La mise en place progressive de la surveillance bancaire européenne qui est train d’aboutir au Mécanisme de surveillance unique (MSU) et à l’Union bancaire, via la réforme de la législation européenne applicable au secteur ainsi que la création de l'Autorité bancaire européenne (ABE), a constitué une "importante première étape dans la réponse à la crise financière", a estimé la Cour des comptes européenne (CCE ou ECA) dans un rapport spécial diffusé le 2 juillet 2014.
Pour mémoire, au lendemain de l’éclatement de la crise financière, la Commission européenne a pris des mesures pour stabiliser le secteur bancaire en cherchant à renforcer le cadre réglementaire et la surveillance des banques, en particulier de celles opérant sur le marché international. Une nouvelle Autorité bancaire européenne (ABE) a vu le jour en 2011 dans le paquet des grandes propositions de modifications réglementaires.
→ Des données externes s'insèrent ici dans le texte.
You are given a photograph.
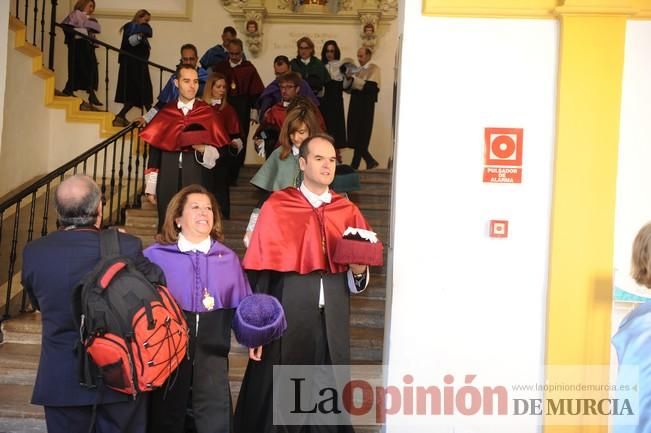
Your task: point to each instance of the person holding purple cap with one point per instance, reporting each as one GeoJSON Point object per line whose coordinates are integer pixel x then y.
{"type": "Point", "coordinates": [206, 279]}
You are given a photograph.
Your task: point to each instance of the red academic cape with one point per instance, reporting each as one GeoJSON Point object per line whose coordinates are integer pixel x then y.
{"type": "Point", "coordinates": [170, 130]}
{"type": "Point", "coordinates": [275, 116]}
{"type": "Point", "coordinates": [288, 235]}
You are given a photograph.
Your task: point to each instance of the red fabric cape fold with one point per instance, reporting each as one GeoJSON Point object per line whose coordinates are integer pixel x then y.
{"type": "Point", "coordinates": [229, 118]}
{"type": "Point", "coordinates": [287, 236]}
{"type": "Point", "coordinates": [166, 129]}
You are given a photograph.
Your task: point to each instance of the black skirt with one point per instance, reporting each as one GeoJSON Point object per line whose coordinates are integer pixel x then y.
{"type": "Point", "coordinates": [134, 82]}
{"type": "Point", "coordinates": [82, 65]}
{"type": "Point", "coordinates": [332, 109]}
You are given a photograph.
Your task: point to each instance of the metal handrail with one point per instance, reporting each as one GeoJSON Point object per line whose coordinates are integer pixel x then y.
{"type": "Point", "coordinates": [117, 164]}
{"type": "Point", "coordinates": [67, 28]}
{"type": "Point", "coordinates": [12, 200]}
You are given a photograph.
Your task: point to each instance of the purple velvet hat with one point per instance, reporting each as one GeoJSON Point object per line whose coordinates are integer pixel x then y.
{"type": "Point", "coordinates": [258, 320]}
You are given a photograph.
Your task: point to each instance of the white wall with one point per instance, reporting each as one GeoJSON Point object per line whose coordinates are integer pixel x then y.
{"type": "Point", "coordinates": [4, 41]}
{"type": "Point", "coordinates": [35, 139]}
{"type": "Point", "coordinates": [461, 301]}
{"type": "Point", "coordinates": [25, 138]}
{"type": "Point", "coordinates": [633, 208]}
{"type": "Point", "coordinates": [204, 30]}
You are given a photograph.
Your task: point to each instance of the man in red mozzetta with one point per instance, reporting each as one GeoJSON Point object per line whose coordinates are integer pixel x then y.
{"type": "Point", "coordinates": [291, 256]}
{"type": "Point", "coordinates": [184, 137]}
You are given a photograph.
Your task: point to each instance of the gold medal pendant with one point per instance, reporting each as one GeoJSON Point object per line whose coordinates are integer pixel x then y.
{"type": "Point", "coordinates": [208, 301]}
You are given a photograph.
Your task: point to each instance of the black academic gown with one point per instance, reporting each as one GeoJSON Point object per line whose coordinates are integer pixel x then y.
{"type": "Point", "coordinates": [313, 337]}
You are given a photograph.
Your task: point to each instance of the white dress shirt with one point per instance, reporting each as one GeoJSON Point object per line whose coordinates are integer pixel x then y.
{"type": "Point", "coordinates": [316, 200]}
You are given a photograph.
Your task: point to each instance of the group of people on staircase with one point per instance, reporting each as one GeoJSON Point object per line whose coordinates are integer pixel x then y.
{"type": "Point", "coordinates": [294, 240]}
{"type": "Point", "coordinates": [322, 80]}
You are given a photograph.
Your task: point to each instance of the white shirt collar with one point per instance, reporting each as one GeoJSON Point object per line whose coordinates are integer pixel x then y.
{"type": "Point", "coordinates": [186, 246]}
{"type": "Point", "coordinates": [185, 107]}
{"type": "Point", "coordinates": [315, 200]}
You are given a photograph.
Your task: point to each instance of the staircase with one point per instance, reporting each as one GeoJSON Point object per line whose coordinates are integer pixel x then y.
{"type": "Point", "coordinates": [19, 352]}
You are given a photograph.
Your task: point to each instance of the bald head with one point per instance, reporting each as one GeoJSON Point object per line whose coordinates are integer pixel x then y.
{"type": "Point", "coordinates": [77, 201]}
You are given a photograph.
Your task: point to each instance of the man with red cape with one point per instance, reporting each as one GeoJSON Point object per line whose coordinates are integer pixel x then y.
{"type": "Point", "coordinates": [183, 138]}
{"type": "Point", "coordinates": [244, 88]}
{"type": "Point", "coordinates": [291, 257]}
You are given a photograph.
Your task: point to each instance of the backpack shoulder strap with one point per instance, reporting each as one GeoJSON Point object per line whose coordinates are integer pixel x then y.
{"type": "Point", "coordinates": [109, 243]}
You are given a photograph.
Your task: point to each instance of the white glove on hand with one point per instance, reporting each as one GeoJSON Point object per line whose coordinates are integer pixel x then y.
{"type": "Point", "coordinates": [238, 144]}
{"type": "Point", "coordinates": [151, 179]}
{"type": "Point", "coordinates": [259, 147]}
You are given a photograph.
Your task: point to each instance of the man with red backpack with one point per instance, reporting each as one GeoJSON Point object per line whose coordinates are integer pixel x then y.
{"type": "Point", "coordinates": [52, 267]}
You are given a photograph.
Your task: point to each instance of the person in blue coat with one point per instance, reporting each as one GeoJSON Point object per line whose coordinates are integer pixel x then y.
{"type": "Point", "coordinates": [52, 266]}
{"type": "Point", "coordinates": [632, 342]}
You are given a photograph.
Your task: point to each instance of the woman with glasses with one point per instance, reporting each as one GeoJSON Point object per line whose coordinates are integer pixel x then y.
{"type": "Point", "coordinates": [332, 103]}
{"type": "Point", "coordinates": [310, 67]}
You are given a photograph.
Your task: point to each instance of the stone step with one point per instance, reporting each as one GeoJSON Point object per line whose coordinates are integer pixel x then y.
{"type": "Point", "coordinates": [18, 363]}
{"type": "Point", "coordinates": [15, 402]}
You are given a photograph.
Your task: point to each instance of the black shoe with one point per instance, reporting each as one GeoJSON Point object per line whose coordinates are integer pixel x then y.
{"type": "Point", "coordinates": [92, 98]}
{"type": "Point", "coordinates": [120, 122]}
{"type": "Point", "coordinates": [373, 164]}
{"type": "Point", "coordinates": [85, 106]}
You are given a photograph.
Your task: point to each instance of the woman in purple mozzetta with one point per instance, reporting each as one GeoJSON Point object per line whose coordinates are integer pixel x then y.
{"type": "Point", "coordinates": [207, 281]}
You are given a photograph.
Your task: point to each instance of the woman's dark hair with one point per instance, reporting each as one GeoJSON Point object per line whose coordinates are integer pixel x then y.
{"type": "Point", "coordinates": [170, 232]}
{"type": "Point", "coordinates": [324, 59]}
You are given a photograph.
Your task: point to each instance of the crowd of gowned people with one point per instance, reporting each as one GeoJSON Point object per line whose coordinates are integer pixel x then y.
{"type": "Point", "coordinates": [308, 247]}
{"type": "Point", "coordinates": [322, 80]}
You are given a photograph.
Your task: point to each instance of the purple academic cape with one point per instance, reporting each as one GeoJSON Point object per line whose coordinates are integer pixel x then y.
{"type": "Point", "coordinates": [193, 276]}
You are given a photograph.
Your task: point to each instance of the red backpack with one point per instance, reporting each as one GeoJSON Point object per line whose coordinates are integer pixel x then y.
{"type": "Point", "coordinates": [133, 334]}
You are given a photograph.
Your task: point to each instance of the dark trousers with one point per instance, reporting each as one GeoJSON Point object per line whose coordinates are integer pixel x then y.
{"type": "Point", "coordinates": [200, 382]}
{"type": "Point", "coordinates": [124, 417]}
{"type": "Point", "coordinates": [359, 136]}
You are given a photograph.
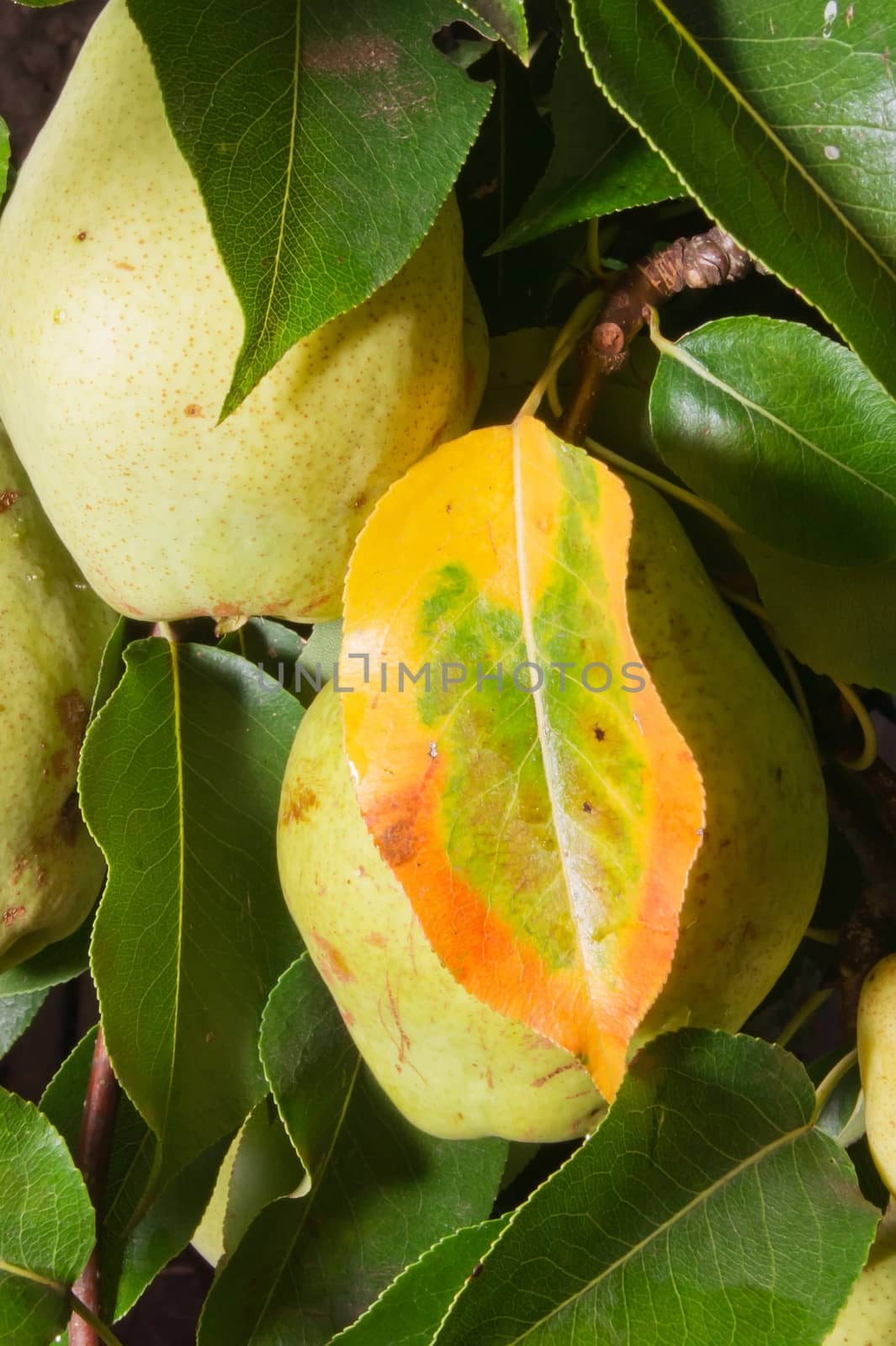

L’audit réalisé par la Cour visait donc à évaluer si la Commission et l’ABE avaient assumé de manière satisfaisante leurs responsabilités dans la mise en place des nouvelles dispositions relatives au système de réglementation et de surveillance du secteur bancaire et à déterminer si ces nouvelles dispositions étaient efficaces.
Dans son rapport, la Cour estime que la réforme, par la Commission, de la législation du secteur bancaire, l’instauration de l’ABE ainsi que l’apport respectif de ces deux acteurs dans la mise en place, en 2011, du nouveau système de réglementation et de surveillance du secteur bancaire "ont constitué d’importantes premières étapes dans la réponse à la crise financière", lit-on dans le rapport. La Cour, qui s’est penchée sur la période allant de 2011 à début 2013, constate notamment que la Commission et l’ABE ont réagi à la crise financière par un vaste programme de réglementation.
L’auditeur externe de l’UE relève néanmoins que si les textes législatifs ont été élaborés rapidement par la Commission, "les délais stricts imposés par les accords mondiaux conclus lors du G20 et au sein du Comité de Bâle, ainsi que les retards imputables aux négociations politiques, ont réduit le temps dont disposaient les parties prenantes externes pour apporter leur contribution via la consultation publique". En outre, la Cour avance que "l’impact global du paquet législatif n’a fait l’objet d’aucune analyse".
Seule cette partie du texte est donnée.